Closed ZiyiLiubird closed 1 year ago

ZiyiLiubird commented 1 year ago

Hello, I can not reproduce the smac experimental results, e.g, corridor and 3m, illustrated in "https://github.com/Denys88/rl_games/blob/master/docs/SMAC.md" with the same hyper-parameters.

It seems that IPPO can't learn meaningful policies even in 3m (and corridor) after 10M steps, and the win rate is lower than 0.2 from beginning to end.

Denys88 commented 1 year ago

Hi, It sounds strange. Btw original paper was using TF implementation. I'll try to find that checkpoint. But 3m should be solved in less than 2 minute with much less steps.

Denys88 commented 1 year ago

https://github.com/Denys88/rl_games/tree/0871084d8d95954fa165dbe93eadb54773b7a36a this commit was used in paper ( tensorflow 1 implementation) You should be able to reproduce it.
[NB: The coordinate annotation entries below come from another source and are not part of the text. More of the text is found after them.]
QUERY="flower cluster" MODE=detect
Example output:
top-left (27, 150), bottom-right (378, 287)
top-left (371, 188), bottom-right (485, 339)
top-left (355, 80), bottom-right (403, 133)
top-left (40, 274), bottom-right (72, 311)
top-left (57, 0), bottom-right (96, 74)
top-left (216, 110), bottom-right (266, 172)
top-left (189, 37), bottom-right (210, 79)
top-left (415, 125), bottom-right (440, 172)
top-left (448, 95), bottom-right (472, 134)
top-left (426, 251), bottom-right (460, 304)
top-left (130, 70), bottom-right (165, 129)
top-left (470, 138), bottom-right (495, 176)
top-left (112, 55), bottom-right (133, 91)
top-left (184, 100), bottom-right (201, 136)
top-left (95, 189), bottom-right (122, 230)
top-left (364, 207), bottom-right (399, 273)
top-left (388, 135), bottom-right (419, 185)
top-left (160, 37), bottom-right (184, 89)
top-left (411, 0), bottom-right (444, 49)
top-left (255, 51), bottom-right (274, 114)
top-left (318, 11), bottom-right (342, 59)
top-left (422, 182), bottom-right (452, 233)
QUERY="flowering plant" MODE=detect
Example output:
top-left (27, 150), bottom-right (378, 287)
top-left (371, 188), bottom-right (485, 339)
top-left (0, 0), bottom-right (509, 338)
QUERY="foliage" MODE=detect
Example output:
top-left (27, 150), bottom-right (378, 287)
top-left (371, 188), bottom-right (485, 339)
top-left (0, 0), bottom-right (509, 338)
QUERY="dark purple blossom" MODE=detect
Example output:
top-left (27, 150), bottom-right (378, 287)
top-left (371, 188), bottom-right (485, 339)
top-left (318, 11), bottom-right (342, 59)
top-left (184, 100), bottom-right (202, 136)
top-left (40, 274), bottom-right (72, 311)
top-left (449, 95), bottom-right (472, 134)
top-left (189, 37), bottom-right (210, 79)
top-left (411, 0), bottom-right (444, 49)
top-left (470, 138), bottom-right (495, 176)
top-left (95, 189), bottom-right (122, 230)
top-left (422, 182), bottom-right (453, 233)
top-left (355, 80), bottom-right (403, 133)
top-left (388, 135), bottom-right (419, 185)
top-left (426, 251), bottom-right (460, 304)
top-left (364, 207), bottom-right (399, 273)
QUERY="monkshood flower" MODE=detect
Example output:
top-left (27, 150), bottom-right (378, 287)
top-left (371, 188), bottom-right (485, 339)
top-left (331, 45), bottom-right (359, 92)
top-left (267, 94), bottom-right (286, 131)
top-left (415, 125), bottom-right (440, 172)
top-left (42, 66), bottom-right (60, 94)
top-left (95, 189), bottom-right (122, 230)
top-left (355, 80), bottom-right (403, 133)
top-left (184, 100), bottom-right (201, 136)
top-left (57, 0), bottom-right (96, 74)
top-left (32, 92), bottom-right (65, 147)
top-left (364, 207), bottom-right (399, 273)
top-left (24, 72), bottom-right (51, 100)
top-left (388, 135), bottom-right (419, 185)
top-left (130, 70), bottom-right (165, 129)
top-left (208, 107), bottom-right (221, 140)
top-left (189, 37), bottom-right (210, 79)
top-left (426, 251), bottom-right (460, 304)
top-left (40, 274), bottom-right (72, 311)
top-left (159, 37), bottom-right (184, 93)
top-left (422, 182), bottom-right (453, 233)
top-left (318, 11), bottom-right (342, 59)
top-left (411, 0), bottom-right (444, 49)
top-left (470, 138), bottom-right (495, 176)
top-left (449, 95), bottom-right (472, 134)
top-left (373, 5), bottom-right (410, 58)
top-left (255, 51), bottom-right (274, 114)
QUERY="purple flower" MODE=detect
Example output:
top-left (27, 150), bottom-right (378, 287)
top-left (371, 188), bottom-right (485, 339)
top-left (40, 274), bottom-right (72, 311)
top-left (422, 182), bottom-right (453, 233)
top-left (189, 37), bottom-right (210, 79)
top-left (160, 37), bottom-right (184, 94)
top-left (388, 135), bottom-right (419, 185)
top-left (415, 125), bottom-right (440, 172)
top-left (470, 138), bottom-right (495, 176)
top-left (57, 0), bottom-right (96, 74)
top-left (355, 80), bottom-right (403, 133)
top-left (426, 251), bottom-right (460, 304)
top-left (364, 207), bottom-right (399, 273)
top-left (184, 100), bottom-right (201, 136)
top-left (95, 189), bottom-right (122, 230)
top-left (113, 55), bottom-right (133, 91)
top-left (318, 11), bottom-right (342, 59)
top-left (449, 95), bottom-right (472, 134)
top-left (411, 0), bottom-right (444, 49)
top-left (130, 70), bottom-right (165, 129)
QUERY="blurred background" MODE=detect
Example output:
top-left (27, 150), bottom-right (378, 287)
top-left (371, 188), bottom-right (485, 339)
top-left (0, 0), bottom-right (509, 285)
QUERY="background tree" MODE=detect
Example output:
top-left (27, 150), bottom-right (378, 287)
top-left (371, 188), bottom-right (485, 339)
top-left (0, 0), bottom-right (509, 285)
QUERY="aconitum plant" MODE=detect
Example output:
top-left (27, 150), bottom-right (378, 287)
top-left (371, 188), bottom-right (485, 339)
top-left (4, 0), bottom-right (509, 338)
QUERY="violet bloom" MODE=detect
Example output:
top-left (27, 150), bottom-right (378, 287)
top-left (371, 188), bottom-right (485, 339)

For the pytorh Ill install smac envs on the weekends and will take a look what is wrong.

ZiyiLiubird commented 1 year ago

Thanks a lot! I'm looking forward to hearing back from you.

Denys88 commented 1 year ago

@ZiyiLiubird everything is fixed. There were a small issue with reporting rewards. Thanks! Please take a look at different configs. BUT if you want to get exact same results as in paper you need to use old implementation with TensorFlow. I used conv1d. In this tests I tried to use mlp + lstm and different env configurations. It would be really nice if someone find good configurations in pytorch with central value too.

ZiyiLiubird commented 1 year ago

Hi @Denys88 Thank you for your patience and advice, and for bringing such an excellent work!